March 21st is National Rosie the Riveter Day

English: Women become skilled shop technicians...
Women become skilled shop technicians after careful training in the school at the Douglas Aircraft Company plant, Long Beach, Calif (Photo credit: Wikipedia)
Thanks to Congressman Alan Lowenthal and others who co-sponsored House Resolution 162, today has been designated as "National Rosie the Riveter Day."

"Rosie the Riveter" is the affectionate and collective name given to the thousands of women who worked on the home front during WWII. The name came from the 1940's popular song by the Four Vagabonds: "Rosie the Riveter."

In Long Beach, more than 25,000 women worked in the Douglas Aircraft Plant assembling the planes that helped win the war.

In 2006, the City of Long Beach dedicated the Long Beach Rosie the Riveter Park. It is a 3.2 acre park (at Conant Street and Clark Avenue) that is just steps away from where tens of thousands of women worked at Douglas Aircraft Company during WWII, assembling and the planes and bombers that helped our brave men win the war. It is also located near what was the Long Beach Airfield (now the Long Beach Municipal Airport) during WWII where the Women Airforce Service Pilots (WASP), commanded by 24 year old Barbara Erickson (London), flew the aircraft to military bases.

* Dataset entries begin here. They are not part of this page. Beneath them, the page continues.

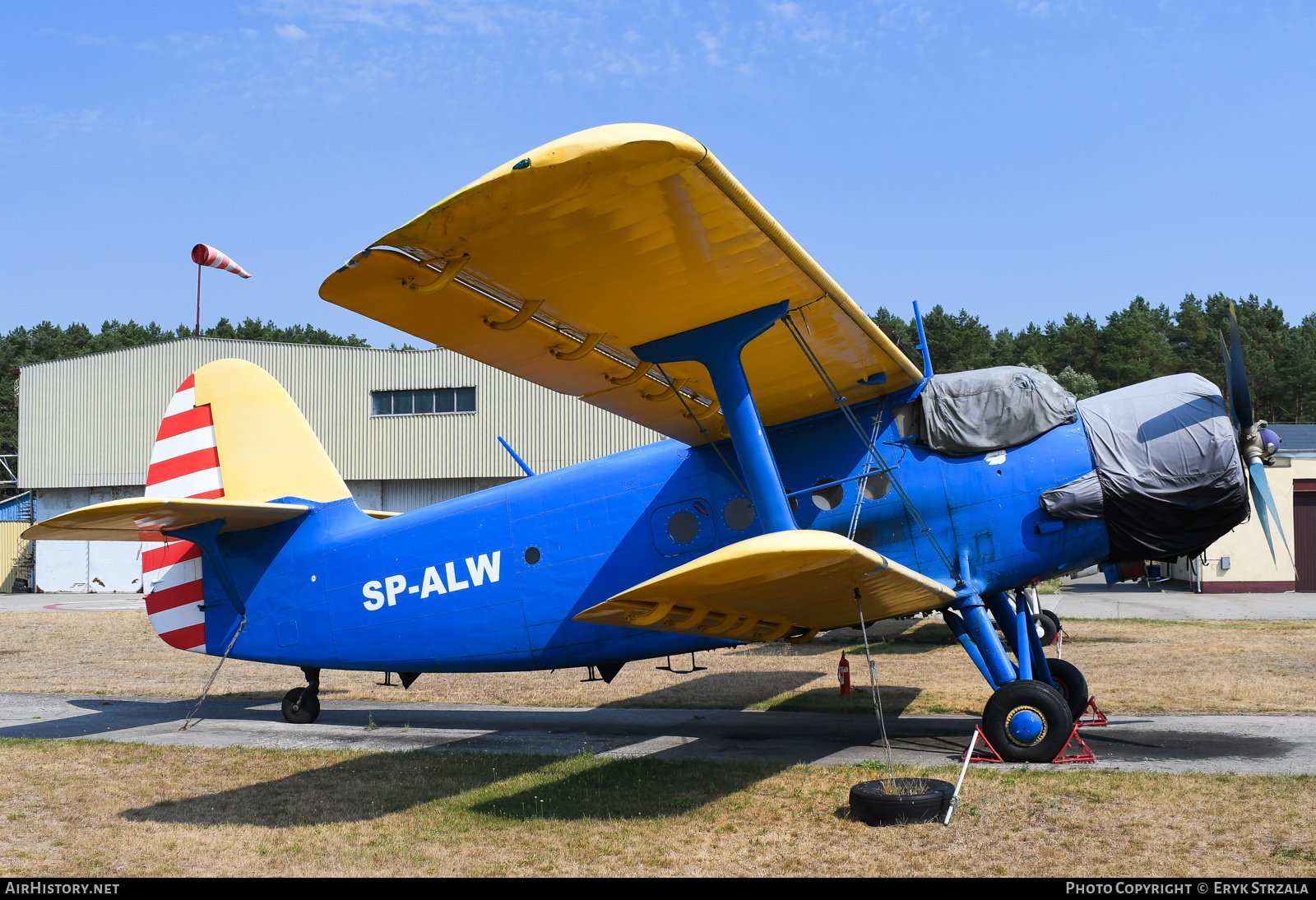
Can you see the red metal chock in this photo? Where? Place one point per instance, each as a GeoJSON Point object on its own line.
{"type": "Point", "coordinates": [982, 742]}
{"type": "Point", "coordinates": [1098, 719]}
{"type": "Point", "coordinates": [1082, 753]}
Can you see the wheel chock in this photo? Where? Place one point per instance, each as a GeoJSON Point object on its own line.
{"type": "Point", "coordinates": [980, 755]}
{"type": "Point", "coordinates": [1098, 719]}
{"type": "Point", "coordinates": [1069, 753]}
{"type": "Point", "coordinates": [1081, 753]}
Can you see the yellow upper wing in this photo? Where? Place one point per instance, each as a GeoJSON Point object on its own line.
{"type": "Point", "coordinates": [787, 584]}
{"type": "Point", "coordinates": [558, 262]}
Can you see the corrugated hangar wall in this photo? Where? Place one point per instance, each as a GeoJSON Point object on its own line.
{"type": "Point", "coordinates": [90, 421]}
{"type": "Point", "coordinates": [87, 425]}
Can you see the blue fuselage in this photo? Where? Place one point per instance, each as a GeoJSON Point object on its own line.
{"type": "Point", "coordinates": [490, 582]}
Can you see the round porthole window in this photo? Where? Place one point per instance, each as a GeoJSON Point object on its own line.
{"type": "Point", "coordinates": [739, 513]}
{"type": "Point", "coordinates": [877, 485]}
{"type": "Point", "coordinates": [831, 496]}
{"type": "Point", "coordinates": [683, 527]}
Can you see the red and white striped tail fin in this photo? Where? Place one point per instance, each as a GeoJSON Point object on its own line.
{"type": "Point", "coordinates": [184, 463]}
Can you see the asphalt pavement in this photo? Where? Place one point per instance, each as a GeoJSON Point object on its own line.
{"type": "Point", "coordinates": [1267, 745]}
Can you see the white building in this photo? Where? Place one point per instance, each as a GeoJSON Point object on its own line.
{"type": "Point", "coordinates": [405, 428]}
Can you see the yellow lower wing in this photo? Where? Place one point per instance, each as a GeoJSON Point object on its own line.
{"type": "Point", "coordinates": [787, 584]}
{"type": "Point", "coordinates": [141, 518]}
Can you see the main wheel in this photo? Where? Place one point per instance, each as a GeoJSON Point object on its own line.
{"type": "Point", "coordinates": [304, 713]}
{"type": "Point", "coordinates": [1026, 721]}
{"type": "Point", "coordinates": [1070, 683]}
{"type": "Point", "coordinates": [1048, 627]}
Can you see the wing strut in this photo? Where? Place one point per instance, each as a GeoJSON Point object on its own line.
{"type": "Point", "coordinates": [872, 443]}
{"type": "Point", "coordinates": [719, 348]}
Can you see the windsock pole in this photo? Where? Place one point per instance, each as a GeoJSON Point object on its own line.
{"type": "Point", "coordinates": [203, 256]}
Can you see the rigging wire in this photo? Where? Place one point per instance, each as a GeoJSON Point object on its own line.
{"type": "Point", "coordinates": [873, 683]}
{"type": "Point", "coordinates": [207, 689]}
{"type": "Point", "coordinates": [873, 448]}
{"type": "Point", "coordinates": [864, 482]}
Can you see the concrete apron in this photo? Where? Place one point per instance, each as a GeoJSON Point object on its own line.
{"type": "Point", "coordinates": [1261, 745]}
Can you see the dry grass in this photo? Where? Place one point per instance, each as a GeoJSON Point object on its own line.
{"type": "Point", "coordinates": [1133, 666]}
{"type": "Point", "coordinates": [98, 810]}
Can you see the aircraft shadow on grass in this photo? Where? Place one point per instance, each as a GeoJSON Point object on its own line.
{"type": "Point", "coordinates": [750, 689]}
{"type": "Point", "coordinates": [379, 785]}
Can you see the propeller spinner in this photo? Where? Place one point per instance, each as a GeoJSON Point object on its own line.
{"type": "Point", "coordinates": [1256, 443]}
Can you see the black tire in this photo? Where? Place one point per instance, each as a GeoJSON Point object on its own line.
{"type": "Point", "coordinates": [1037, 704]}
{"type": "Point", "coordinates": [873, 805]}
{"type": "Point", "coordinates": [1050, 628]}
{"type": "Point", "coordinates": [1054, 619]}
{"type": "Point", "coordinates": [1070, 683]}
{"type": "Point", "coordinates": [303, 715]}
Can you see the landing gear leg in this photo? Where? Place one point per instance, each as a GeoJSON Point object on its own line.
{"type": "Point", "coordinates": [302, 706]}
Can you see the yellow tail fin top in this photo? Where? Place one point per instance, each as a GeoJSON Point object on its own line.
{"type": "Point", "coordinates": [265, 443]}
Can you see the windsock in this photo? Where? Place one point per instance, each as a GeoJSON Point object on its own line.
{"type": "Point", "coordinates": [204, 254]}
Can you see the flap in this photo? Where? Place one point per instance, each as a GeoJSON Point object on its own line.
{"type": "Point", "coordinates": [787, 584]}
{"type": "Point", "coordinates": [558, 262]}
{"type": "Point", "coordinates": [141, 518]}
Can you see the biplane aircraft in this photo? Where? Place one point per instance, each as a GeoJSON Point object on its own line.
{"type": "Point", "coordinates": [813, 476]}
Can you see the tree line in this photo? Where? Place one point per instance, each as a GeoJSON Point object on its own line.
{"type": "Point", "coordinates": [1133, 345]}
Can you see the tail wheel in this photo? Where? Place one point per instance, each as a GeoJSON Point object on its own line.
{"type": "Point", "coordinates": [298, 709]}
{"type": "Point", "coordinates": [1026, 721]}
{"type": "Point", "coordinates": [1056, 620]}
{"type": "Point", "coordinates": [1046, 629]}
{"type": "Point", "coordinates": [1070, 683]}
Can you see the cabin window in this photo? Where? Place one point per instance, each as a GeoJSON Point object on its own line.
{"type": "Point", "coordinates": [739, 513]}
{"type": "Point", "coordinates": [423, 403]}
{"type": "Point", "coordinates": [683, 527]}
{"type": "Point", "coordinates": [877, 485]}
{"type": "Point", "coordinates": [828, 498]}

The park design was inspired by my book "Rosie the Riveter in Long Beach," and designed by public artist, Terry Braunstein. It features a rose colored walk-way that winds through the park so that visitors can see signage with photographs describing the work and efforts of these women. Visitors can access a narrated tour via cell phone and hear the song by the Four Vagabonds -- "Rosie the Riveter." 

At both ends of the park are a "compass rose" that have been etched and painted into concrete, marking the location of the park.

At the north end of the park are both a military memorial and wall with plaques commemorating the lives of those who have served our country in so many ways and outlined with a rose garden in the shape of a "V" for victory.  The Long Beach Rosie the Riveter Park displays one of only two bas reliefs sculpted by Raymond Kaskey, who designed the same for the National World War II monument, here in Washington, D.C.

Last year, C-SPAN2 in its "Cities Tour," ( featured the Long Beach Rosie the Riveter Park because of its role in honoring the women who contributed on the home front during WWII.